XAS measurements therefore enable us to plot the dimensionless quantity \( \mu t \) as a function of energy.

Eris characterizes three systematic errors in XAS measurements. The first occurs when a percentage of x-rays misses the sample entirely; this percentage is denoted by alpha. The second error has to do with unexpected abberations in the sample thickness \( t \). The third error occurs when the x-rays corresponding to one beam energy accidentally influence the value of the measurement at a different beam energy; we assume this takes place as a Lorentzian broadening of full width at half maximum FWHM. All three of these systematic errors can influence XAS measurements to some degree.

See the numerical simulation below, which plots \( \mu t \) as a function of energy for a sample of the chemical compound \( V_2 O_5 \).

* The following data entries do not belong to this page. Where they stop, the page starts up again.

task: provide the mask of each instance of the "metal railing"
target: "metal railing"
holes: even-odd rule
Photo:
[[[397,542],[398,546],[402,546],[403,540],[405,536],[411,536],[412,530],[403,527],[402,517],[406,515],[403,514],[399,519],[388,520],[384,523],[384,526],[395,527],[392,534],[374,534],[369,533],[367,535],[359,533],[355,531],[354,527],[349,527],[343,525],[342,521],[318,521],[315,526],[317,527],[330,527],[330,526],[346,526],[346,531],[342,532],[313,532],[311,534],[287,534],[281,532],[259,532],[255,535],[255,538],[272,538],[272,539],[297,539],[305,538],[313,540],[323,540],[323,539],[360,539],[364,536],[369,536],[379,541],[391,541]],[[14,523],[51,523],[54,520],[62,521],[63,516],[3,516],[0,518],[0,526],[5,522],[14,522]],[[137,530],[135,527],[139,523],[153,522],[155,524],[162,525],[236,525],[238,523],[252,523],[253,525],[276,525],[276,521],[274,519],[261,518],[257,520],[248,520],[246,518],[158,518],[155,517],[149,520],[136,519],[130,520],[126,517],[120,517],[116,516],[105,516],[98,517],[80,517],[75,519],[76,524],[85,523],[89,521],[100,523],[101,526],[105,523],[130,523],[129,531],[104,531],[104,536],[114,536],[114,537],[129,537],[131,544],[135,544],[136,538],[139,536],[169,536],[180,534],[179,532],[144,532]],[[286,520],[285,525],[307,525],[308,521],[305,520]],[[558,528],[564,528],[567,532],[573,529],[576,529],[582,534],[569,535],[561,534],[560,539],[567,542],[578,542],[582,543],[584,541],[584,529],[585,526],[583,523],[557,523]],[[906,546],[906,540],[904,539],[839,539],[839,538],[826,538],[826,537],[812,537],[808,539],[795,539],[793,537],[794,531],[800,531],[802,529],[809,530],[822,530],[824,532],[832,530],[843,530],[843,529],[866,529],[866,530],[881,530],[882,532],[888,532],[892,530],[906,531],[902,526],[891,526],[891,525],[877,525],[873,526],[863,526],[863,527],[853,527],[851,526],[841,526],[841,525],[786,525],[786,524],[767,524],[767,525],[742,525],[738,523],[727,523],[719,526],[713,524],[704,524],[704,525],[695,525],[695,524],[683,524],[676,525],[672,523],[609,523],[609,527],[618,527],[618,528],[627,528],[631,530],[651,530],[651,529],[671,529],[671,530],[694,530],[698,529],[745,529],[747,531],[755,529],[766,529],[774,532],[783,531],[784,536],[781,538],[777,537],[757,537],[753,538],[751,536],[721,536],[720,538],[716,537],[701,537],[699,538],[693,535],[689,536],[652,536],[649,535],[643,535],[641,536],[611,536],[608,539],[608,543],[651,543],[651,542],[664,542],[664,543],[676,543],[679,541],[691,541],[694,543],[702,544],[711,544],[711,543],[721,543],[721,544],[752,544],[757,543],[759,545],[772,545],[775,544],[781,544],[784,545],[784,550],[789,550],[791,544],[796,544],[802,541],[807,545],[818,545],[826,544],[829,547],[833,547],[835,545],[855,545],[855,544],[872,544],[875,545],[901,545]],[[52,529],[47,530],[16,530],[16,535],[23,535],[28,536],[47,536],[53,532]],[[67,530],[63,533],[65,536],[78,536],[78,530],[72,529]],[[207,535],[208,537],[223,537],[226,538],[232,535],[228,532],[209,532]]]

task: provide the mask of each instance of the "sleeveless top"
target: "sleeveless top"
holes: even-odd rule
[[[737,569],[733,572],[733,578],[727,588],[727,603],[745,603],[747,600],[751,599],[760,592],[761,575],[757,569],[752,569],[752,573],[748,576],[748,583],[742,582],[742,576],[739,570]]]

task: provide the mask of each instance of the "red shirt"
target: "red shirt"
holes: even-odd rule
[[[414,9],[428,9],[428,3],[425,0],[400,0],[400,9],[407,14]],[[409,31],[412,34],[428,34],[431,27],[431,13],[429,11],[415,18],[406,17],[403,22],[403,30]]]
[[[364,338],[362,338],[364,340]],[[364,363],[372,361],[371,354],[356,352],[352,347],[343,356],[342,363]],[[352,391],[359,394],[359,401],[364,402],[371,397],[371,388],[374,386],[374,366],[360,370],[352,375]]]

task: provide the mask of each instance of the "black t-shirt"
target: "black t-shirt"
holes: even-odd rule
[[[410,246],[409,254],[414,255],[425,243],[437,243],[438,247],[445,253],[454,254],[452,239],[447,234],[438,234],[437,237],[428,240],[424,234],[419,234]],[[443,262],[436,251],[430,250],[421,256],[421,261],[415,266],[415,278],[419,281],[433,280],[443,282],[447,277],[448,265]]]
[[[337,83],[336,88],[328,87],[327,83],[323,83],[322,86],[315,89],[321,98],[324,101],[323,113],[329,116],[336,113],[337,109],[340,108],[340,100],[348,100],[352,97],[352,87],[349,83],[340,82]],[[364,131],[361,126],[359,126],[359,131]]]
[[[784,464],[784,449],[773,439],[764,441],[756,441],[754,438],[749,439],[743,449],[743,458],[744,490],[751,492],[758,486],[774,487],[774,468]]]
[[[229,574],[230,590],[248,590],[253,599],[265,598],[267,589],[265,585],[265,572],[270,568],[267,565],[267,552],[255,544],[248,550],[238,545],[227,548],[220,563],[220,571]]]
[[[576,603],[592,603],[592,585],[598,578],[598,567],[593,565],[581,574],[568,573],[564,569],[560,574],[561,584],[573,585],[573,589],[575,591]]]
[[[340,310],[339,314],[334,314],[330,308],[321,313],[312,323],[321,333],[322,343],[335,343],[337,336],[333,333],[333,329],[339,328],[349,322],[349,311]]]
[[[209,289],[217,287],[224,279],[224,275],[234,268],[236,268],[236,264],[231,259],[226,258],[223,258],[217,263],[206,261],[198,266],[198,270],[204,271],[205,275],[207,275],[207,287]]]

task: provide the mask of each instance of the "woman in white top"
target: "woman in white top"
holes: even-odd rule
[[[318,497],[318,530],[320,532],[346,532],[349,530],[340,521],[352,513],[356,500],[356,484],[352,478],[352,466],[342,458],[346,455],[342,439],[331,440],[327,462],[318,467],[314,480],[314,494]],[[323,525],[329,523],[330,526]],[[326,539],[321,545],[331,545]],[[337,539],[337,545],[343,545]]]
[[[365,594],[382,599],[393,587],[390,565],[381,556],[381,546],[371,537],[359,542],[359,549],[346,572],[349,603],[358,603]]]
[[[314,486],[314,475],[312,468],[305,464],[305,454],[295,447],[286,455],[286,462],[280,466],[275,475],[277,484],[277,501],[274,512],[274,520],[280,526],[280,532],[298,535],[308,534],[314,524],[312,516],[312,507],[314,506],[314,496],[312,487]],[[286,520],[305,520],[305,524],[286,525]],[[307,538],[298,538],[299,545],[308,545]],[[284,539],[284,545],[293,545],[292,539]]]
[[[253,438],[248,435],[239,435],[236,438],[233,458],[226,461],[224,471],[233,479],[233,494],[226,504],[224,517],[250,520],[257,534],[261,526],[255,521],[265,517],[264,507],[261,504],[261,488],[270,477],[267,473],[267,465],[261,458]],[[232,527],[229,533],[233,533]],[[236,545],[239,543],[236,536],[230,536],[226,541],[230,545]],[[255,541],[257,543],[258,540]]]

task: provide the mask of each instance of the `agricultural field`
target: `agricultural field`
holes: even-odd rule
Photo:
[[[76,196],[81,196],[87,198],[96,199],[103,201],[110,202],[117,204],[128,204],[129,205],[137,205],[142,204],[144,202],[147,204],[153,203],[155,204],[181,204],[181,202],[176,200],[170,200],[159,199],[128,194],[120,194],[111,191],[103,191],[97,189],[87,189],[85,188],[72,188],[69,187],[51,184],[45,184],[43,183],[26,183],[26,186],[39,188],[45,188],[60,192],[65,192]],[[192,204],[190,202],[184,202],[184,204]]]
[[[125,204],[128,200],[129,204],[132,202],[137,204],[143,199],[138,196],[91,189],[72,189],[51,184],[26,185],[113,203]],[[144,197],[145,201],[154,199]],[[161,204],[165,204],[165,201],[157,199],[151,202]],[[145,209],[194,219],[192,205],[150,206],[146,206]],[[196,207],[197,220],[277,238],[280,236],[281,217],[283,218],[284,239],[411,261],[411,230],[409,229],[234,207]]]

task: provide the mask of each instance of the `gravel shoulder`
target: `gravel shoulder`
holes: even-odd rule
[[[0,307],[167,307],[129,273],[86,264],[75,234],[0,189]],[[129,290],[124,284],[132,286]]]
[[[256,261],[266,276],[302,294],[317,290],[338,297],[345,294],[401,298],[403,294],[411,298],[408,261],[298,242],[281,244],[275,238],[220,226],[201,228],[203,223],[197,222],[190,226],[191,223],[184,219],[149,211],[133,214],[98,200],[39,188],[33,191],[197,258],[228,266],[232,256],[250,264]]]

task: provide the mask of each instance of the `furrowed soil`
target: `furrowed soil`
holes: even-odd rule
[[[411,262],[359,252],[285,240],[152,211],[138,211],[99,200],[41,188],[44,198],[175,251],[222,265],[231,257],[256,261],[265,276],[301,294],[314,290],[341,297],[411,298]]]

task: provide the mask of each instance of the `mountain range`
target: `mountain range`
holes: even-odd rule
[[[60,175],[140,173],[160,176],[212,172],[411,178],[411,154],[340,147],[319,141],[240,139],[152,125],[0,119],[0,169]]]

You can see the raw data set here. (Please note that \( \lambda \equiv 1/\mu \), called the attenuation length, is initialized at two specific energy-values in order to scale the vertical axis to a physically meaningful range; for the purpose of this project it need not be adjusted.) The blue curve is real experimental data, and the red curve is what that data would have looked like had there been systematic errors in the measurement.

Feel free to normalize the blue and red curves for easier comparison.

When convolving with a Lorentzian, please note that there is some nuance to choosing whether to perform the convolution on unevenly spaced versus interpolated data, described here.

parratt image

Parratt, L. G., et al. "'Thickness Effect' in Absorption Spectra near Absorption Edges." Physical Review, vol. 105, no. 4, Feb. 1957, pp. 1228–32. APS, doi:10.1103/PhysRev.105.1228.

The above experimental data plot, illustrating the often-undesirable effect that a sample's thickness can have on measurements of \( \mu \), came from a paper written by Parratt et. al. in 1957. Eris originated from a desire to numerically simulate the kind of results obtained experimentally by Parratt and others. We extended this to simulate not only Parratt's so-called thickness effect, but also the systematic errors resulting from a nonzero alpha, and Lorentzian broadening.